Мэтт укоризненно посмотрел на меня, и я кивнул:
– Да, Альцгеймер в ранней стадии. Нет, в туалет сходить я пока не забываю; чтó вчера на ужин ел, тоже помню. Но врач посоветовал стимулировать мыслительную деятельность, кое-какую литературу почитать, фильмы посмотреть. А тут еще этот журналист, который взялся расследовать убийство Видера… Он попросил документы из архива, прислал мне свои изыскания, вот я и решил, что для стимуляции мышления такое расследование гораздо лучше, чем запоминать всякие бесполезные факты. Вдобавок я всегда считал, что дело это провалил из-за пьянства… В общем, потом я тебе позвонил, и вот, приехал.
– Если честно, не знаю, стоило ли ворошить прошлое, – вздохнул Мэтт. – Я тебе про Спэла между прочим сказал, смеха ради. Вот уж не думал, что ты из-за него приедешь. А еще и болезнь эта…
– Знаешь, для меня это очень важно. Я обязан выяснить, что же все-таки тогда произошло и как я убийцу упустил. Через год-другой, в лучшем случае через три, я про Видера напрочь забуду и о том, что копом был, тоже не вспомню. Потому и хочу сейчас все разгрести, – в конце концов, это ведь по моей вине дело нераскрытым осталось.
– Напрасно ты себя этим грузишь… – Мэтт подозвал официантку и попросил кофе. – Мало ли что в жизни бывает – есть белые полосы, а есть и черные. Ты всегда честно служил. Мы тебя все уважали. Ну, знали, что ты выпить не дурак, но надо же как-то стресс снимать, ведь копы каждый день с дерьмом сталкиваются… Так что не вороши прошлое, лучше о себе подумай. – Помолчав, он спросил: – А тебе курс лечения прописали? Таблетки там или еще что…
– Таблетки я пью и всем советам врачей следую, но надеяться особо не на что. Я в интернете про болезнь Альцгеймера почитал, она неизлечима. Так что это вопрос времени. Осталось только договориться, чтобы взяли в дом престарелых, когда совсем худо станет.
– Может, все-таки переночуешь у нас? Мы б с тобой поговорили…

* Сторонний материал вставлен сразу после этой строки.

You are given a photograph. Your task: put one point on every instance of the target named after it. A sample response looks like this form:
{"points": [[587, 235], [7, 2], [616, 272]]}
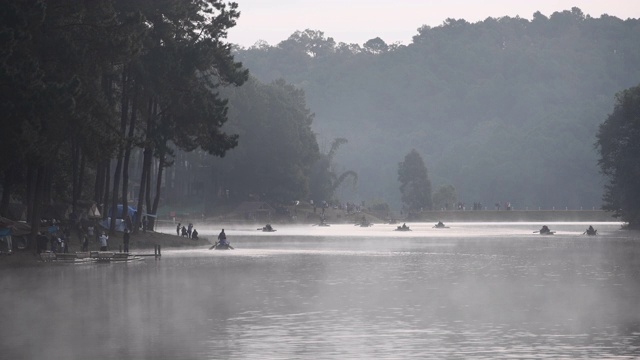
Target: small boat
{"points": [[267, 228], [545, 231], [223, 247], [402, 228]]}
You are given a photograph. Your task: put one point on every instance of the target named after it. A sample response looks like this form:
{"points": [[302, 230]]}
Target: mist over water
{"points": [[477, 291]]}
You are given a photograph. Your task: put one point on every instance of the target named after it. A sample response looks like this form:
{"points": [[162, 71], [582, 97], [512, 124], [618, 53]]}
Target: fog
{"points": [[504, 292]]}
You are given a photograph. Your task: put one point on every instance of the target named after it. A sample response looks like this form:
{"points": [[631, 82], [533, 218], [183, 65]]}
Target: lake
{"points": [[473, 291]]}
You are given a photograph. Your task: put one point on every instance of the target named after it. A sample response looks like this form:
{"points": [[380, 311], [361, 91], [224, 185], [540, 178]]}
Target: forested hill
{"points": [[505, 109]]}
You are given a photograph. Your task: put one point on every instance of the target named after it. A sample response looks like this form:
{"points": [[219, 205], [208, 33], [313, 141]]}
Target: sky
{"points": [[356, 21]]}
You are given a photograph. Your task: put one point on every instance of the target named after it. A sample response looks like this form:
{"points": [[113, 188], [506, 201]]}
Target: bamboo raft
{"points": [[95, 257]]}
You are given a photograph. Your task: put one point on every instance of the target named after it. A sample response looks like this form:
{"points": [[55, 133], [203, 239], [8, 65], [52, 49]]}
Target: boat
{"points": [[267, 228], [223, 247], [545, 231]]}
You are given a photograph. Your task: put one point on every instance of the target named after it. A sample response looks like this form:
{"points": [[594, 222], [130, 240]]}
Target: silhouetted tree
{"points": [[618, 142], [415, 186]]}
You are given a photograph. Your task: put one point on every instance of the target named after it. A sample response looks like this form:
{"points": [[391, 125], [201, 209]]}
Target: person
{"points": [[222, 238], [52, 243], [125, 240], [103, 242], [85, 242], [42, 242], [62, 240]]}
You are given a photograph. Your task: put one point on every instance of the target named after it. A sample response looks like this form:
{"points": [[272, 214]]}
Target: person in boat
{"points": [[222, 238]]}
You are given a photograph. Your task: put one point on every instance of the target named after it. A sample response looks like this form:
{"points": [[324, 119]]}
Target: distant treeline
{"points": [[505, 109]]}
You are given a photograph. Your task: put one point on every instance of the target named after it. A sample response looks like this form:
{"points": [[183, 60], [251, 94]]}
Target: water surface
{"points": [[474, 291]]}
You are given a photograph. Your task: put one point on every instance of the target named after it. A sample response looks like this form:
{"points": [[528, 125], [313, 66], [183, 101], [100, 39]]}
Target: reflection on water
{"points": [[489, 291]]}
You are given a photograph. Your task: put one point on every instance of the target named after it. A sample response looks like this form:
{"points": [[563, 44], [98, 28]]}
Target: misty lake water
{"points": [[473, 291]]}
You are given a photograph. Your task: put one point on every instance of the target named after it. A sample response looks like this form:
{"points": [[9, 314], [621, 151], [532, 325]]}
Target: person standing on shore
{"points": [[103, 242], [125, 240]]}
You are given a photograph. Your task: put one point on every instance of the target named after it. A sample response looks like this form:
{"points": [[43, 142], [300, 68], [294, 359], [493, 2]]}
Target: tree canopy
{"points": [[77, 77], [618, 142], [415, 185], [503, 109]]}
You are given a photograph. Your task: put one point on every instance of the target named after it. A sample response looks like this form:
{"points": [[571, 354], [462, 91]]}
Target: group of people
{"points": [[58, 240], [189, 231]]}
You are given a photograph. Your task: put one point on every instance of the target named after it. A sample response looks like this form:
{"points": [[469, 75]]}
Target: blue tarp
{"points": [[131, 212], [120, 224]]}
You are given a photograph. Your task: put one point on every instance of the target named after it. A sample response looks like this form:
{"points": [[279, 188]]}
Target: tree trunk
{"points": [[83, 164], [124, 110], [75, 165], [32, 174], [7, 187], [97, 192], [129, 145], [146, 167], [156, 199], [105, 190], [39, 184]]}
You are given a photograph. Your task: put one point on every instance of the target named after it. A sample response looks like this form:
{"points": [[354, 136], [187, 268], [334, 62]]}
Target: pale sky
{"points": [[356, 21]]}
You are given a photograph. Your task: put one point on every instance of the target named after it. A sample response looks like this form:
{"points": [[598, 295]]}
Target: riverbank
{"points": [[143, 242]]}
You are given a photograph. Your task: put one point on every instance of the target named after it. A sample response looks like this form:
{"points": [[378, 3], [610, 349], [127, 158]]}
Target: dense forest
{"points": [[143, 103], [88, 89], [505, 109]]}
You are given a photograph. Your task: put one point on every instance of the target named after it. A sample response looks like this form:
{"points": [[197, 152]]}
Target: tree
{"points": [[415, 186], [376, 46], [618, 142], [276, 146], [324, 180]]}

– Нет, спасибо. Билет менять слишком дорого. Я лучше потом еще раз приеду – делать-то мне все равно нечего.
– Конечно приезжай. Мы тебе всегда рады. Только в тюрьму больше ни ногой.
– Договорились.
Мэтт отвез меня в аэропорт. У меня возникло странное ощущение, что видимся мы в последний раз, и я долго смотрел ему вслед – Мэтт рассекал толпу, как океанский лайнер волны.
Три часа спустя я приземлился в Ньюарке, взял такси и поехал домой. Таксист поставил диск со старыми вещами
Когда расследуешь запутанное и сложное дело, какая-то часть рассудка продолжает об этом думать, даже если мысли заняты другим. Я расплатился с таксистом, открыл входную дверь и на пороге решил, что признание Спэла – чистая правда, лгать ему было незачем. А вот Дерек Симмонс тридцать лет назад соврал следствию. И теперь я собирался выяснить почему.
Глава третья
Два дня спустя я позвонил Симмонсу и тут же отправился к нему, обнаружив адрес в заметках Джона Келлера. Симмонс жил по соседству с полицейским управлением Принстона. Я приехал к нему часа в три пополудни. Тяжелые тучи наконец пролились дождем на черепичные крыши.
Внешности Симмонса я не помнил – когда я расследовал дело, Дереку Симмонсу было слегка за сорок, так что сейчас я ожидал встречи с дряхлым стариком. Однако, несмотря на глубокие морщины и седину, он выглядел гораздо моложе.
Я представился, и он сказал, что смутно помнит следователя, больше похожего на священника, а не на копа. Вспомнив, что Келлер упоминал сожительницу Симмонса, Леонору Филлис, я спросил, где она. Симмонс сказал, что Леонора уехала в Луизиану ухаживать за матерью после операции.